Los olvidados: Nadine Gordimer: apego y Apartheid

¿Qué pasa cuando un corpus literario madura a la par que una nación? Quizá haya más casos de los que acuden a la mente en un primer momento. En el contexto mexicano, podría citarse la evolución de la obra de José Revueltas junto con la del propio autor a lo largo de las convulsas décadas de la segunda mitad del siglo XX, y en especial los movimientos estudiantiles de finales de los sesenta y buena parte de los setenta.

Pero para una carrera literaria íntimamente ligada, casi hermanada con la evolución de un país entero no hay mejor ejemplo quizá que el de la escritora sudafricana Nadine Gordimer, quien, en palabras de la Academia Sueca, “a través de su magnífica escritura épica ha hecho un gran beneficio a la humanidad.” Es éste el motivo por el cual le fue otorgado el Nobel de Literatura en 1991.
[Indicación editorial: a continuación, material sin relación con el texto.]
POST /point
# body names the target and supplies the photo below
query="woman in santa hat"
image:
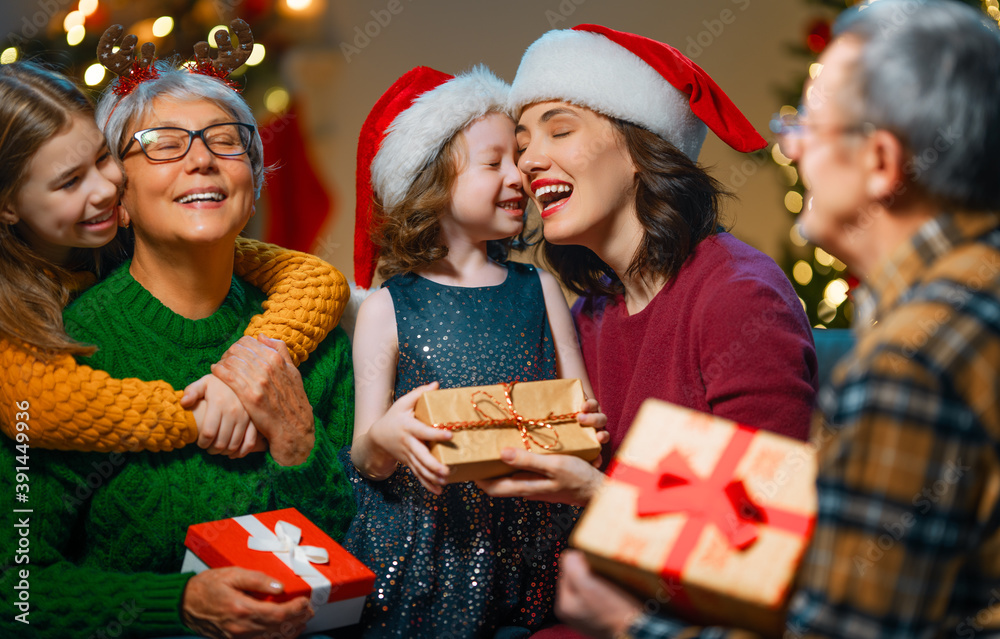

Gordimer nació en 1923 en Springs, Sudáfrica, país en el que residió toda su vida. El premio le fue atribuido unos 13 años antes de su muerte en 2014. Era hija de inmigrantes judíos, su padre de Letonia y su madre de Inglaterra. Publicó su primer trabajo a la edad de 15 años, pero la obra que llamó la atención internacional apareció en 1974 y se titula The Conservationist.

El trabajo literario de esta escritora comprende novela, cuento y ensayo. En el centro de su narrativa casi siempre pueden encontrarse historias de individuos en relación con limitaciones externas, y constituyen un conjunto literario que ilustra con riqueza el desarrollo histórico de Sudáfrica.

Nadine Gordimer estuvo involucrada en el movimiento contra el régimen del Apartheid desde los comienzos de éste y, por su contenido, algunos de sus trabajos fueron censurados por dicho régimen. Se trata principalmente de las novelas escritas en las décadas de 1960 y 1970 cuyo telón de fondo es la creciente resistencia contra la segregación racial. Más tarde, sus trabajos escritos en la década de 1990 se enmarcarían en la Sudáfrica liberada.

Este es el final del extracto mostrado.